For the Swedish orientalist and Greek philologist Jakob Jonas Bjornstahl – the first known Scandinavian traveler to visit Greece, in 1779 – Thessaly and the Vale of Tempe in the winter felt just like home. And in 1878, Finnish architect, writer and artist Jac Ahrenberg was surprised to find that Athens reminded him of cities back in his own country in many ways.
In 1841, meanwhile, Danish fairy-tale writer Hans Christian Andersen was impressed by the array of goods and colors in the capital’s shops and bazaars, by the new palace that was being built using slabs of Pentelic marble and by the university being designed by fellow Dane Christian Hansen.
These fascinating and little-known observations by travelers from Denmark, Norway, Sweden and Finland who explored Greece in the 18th and 19th centuries are the subject of an ongoing exhibition at the Nordic Library in Athens.
The travelers featured in the show documented their impressions of the country and its people, but also of the revolutionaries fighting the 1821 Greek War of Independence.
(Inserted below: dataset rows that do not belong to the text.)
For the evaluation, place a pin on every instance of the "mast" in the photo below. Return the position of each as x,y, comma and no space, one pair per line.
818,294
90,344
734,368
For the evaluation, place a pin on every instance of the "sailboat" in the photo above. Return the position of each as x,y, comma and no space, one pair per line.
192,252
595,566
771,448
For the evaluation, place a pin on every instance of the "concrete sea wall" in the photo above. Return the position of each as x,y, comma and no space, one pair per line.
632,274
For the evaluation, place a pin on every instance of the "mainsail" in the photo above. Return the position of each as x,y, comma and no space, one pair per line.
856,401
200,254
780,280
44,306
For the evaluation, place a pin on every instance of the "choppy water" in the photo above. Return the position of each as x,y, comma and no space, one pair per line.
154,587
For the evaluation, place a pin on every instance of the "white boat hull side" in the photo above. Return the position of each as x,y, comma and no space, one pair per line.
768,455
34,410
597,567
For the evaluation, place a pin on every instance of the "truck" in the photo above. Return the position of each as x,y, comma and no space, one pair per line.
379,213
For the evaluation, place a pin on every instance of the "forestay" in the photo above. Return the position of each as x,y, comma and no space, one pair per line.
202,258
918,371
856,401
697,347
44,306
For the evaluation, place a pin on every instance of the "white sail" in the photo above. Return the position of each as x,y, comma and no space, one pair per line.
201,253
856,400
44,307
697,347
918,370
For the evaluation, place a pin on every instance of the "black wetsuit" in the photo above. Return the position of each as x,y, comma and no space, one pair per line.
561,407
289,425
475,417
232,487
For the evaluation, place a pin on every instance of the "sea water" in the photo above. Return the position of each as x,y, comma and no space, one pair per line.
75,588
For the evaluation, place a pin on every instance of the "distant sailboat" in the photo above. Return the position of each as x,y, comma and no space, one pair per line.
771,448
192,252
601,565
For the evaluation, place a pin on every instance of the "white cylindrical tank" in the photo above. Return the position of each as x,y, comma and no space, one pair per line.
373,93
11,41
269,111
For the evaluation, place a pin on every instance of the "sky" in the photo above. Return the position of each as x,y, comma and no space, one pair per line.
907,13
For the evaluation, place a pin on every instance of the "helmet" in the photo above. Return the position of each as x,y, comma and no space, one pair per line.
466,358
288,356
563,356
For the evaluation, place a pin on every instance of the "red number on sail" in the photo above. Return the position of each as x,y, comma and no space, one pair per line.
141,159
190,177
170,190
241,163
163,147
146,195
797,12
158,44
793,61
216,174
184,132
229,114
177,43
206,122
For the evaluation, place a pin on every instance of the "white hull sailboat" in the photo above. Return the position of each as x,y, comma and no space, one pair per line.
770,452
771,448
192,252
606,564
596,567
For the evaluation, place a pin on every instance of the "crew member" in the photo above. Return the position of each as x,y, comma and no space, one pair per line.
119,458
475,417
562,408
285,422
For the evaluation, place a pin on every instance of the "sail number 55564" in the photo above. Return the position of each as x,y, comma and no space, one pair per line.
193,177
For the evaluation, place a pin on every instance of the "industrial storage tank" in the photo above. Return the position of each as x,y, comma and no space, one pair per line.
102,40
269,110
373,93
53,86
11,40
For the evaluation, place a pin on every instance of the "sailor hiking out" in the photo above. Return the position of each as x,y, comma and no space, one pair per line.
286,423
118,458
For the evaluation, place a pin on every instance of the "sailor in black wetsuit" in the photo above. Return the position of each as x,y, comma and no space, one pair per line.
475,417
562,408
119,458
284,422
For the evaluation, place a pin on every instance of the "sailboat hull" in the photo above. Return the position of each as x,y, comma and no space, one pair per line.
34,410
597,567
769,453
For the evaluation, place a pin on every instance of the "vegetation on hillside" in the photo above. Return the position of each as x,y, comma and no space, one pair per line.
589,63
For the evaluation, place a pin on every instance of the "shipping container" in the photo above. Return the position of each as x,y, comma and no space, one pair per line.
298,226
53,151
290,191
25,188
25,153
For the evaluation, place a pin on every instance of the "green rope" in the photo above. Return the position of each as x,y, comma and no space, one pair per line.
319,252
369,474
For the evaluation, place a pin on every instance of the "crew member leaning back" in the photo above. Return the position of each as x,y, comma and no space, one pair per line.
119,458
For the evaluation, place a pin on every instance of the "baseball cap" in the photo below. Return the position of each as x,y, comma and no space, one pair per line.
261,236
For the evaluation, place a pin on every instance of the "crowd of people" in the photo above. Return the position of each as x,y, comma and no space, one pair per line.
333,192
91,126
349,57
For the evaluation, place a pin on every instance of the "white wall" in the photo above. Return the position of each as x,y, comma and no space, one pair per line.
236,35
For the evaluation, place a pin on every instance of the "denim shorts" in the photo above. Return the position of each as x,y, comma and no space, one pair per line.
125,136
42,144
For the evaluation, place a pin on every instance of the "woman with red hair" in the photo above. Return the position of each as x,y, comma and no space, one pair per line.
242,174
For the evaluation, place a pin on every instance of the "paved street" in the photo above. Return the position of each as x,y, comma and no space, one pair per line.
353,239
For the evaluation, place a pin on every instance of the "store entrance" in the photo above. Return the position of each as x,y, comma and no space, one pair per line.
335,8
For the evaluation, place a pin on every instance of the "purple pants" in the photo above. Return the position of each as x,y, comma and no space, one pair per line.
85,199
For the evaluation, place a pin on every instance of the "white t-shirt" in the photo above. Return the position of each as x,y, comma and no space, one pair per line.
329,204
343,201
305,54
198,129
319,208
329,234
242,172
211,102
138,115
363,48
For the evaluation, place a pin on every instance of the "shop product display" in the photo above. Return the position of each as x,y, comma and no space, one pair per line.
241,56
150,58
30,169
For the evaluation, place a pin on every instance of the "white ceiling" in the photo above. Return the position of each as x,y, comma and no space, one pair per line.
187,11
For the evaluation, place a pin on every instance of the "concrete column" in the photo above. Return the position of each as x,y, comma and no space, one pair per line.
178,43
The exhibition also showcases travelers including military officers, writers, such as the Swedish feminist Fredrika Bremer, businessmen and archaeologists.
Peter Oluf Brondsted from Denmark, for example, saw Praxiteles’ Hermes being resurrected from the ground at Ancient Olympia in 1811.
“We also present testimonies from Swedes who saw Morosini blowing up the Acropolis and from Finns who took part in the Greek War of Independence, such as August Maximilian Myhrberg, who also served at Palamidi Castle,” explains Evi Charitoudi, head of the library.
The show, titled “Greece Through the Eyes of the Travelers from the North,” is arranged in sections representing the geographical provenance of the travelers and their occupations.